The GRC Product Compliance Lead should ensure the appropriate security governance within the Imperva Compliance Program scope; assess risks and required controls, and test adherence to Imperva policies, standards, and procedures. This position will collaborate with other members of the Security &Trust and other operational teams to evaluate information security controls and implement/improve appropriate controls/processes and monitoring the compliance status.
The position must possess initiative and drive and have broad relevant technical knowledge for a cloud-based environment.
- Review, analyze and monitor security risks and vulnerabilities against policies, standards, and frameworks such as ISO, SOC2, PCI, NIST etc.
- Provides coordination during internal/external audit and incident events to ensure compliance with process and timely resolution
- Serve as the subject matter expert who will actively guide engineering and product teams on all security and compliance related risks and issues related to technical components within Imperva products and services
- Work with supported business areas to develop metrics and report to demonstrate remediation and compliance status.
- Work effectively with remote offshore team on assessments and compliance monitoring activities.
- Work with appropriate stakeholders to prepare and present relevant information on compliance and risk status.

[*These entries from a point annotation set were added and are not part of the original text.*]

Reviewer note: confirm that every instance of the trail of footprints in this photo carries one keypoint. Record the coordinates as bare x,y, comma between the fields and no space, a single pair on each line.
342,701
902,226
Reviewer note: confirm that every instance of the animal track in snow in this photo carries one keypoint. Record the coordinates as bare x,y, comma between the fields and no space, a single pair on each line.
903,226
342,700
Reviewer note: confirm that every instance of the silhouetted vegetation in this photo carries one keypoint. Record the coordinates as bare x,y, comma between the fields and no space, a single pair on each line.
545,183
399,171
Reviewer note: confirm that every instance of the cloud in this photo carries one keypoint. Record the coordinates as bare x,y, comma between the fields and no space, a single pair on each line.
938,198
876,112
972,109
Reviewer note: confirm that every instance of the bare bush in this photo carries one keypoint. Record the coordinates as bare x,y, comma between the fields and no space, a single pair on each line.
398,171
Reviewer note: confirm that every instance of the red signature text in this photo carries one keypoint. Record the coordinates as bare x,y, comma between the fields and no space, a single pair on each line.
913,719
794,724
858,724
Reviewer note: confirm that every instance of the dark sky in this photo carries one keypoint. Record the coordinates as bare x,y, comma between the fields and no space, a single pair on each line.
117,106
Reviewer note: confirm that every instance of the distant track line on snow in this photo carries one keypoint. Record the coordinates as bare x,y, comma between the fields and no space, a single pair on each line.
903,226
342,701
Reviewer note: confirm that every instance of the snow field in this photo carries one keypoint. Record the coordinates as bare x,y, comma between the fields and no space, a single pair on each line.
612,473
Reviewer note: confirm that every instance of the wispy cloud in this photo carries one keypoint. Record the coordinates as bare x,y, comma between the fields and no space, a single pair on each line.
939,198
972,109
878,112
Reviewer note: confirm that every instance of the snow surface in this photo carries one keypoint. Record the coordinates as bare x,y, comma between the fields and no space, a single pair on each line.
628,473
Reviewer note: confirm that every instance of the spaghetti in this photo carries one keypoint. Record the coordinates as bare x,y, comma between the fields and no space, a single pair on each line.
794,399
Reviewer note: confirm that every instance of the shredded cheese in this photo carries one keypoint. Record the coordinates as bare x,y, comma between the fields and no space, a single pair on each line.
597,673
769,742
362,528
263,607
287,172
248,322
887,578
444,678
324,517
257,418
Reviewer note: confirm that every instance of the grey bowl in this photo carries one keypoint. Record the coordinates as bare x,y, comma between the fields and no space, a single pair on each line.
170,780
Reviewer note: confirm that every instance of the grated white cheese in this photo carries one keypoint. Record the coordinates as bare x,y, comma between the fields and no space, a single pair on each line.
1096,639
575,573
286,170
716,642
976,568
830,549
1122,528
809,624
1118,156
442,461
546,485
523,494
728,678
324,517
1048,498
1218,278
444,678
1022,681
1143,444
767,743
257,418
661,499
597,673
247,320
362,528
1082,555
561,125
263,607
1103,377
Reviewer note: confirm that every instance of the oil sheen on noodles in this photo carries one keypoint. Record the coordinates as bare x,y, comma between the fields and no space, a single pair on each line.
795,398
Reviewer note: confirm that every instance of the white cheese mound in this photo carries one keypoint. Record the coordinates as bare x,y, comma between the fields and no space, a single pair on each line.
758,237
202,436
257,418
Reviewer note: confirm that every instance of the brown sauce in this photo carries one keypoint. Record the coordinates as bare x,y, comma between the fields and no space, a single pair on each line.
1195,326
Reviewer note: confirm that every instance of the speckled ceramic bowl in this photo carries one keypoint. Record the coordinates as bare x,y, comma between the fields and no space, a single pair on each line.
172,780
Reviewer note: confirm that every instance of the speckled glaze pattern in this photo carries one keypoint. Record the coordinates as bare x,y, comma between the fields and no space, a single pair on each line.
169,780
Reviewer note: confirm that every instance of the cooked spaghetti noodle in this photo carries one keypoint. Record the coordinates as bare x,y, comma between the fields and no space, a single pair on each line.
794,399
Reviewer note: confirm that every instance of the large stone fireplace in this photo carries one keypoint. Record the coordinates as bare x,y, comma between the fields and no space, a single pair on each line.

- Provide security compliance requirements into cloud solutions design and architecture to ensure it is incorporated early in the process
- Information Security certifications such as the Certified Information Systems Security Professional (CISSP), Certified Information Systems Auditor (CISA), or Certified Information Security Manager (CISM) is required or must be obtained within 2 years of acceptance of position.
- 6+ years’ of experience in a combination of compliance, risk management, information security jobs
- Experience with PCI, SOC2, ISO27001 process and regulations
- Experience and good understanding of Governance, Risk and Compliance processes
- Experience managing information security policies and procedures
- Experience of IT audit and risk management / assessment process
- Excellent oral and written communication skills (must: English, good-to-have: Hebrew)
- Strong interpersonal and organizational skills
- Must be a team player, be organized and have the ability to handle multiple projects
- Ability to work independently with minimal supervision or function in a team environment sharing responsibility, roles, and accountability
- Working knowledge of GRC tools such as AuditBoard and OneTrust a plus
Imperva is an equal opportunity employer. All qualified applicants will receive consideration for employment without regard to race, color, religion, sex, national origin, ancestry, pregnancy, age, sexual orientation, gender identity, marital status, protected veteran status, medical condition or disability, or any other characteristic protected by law.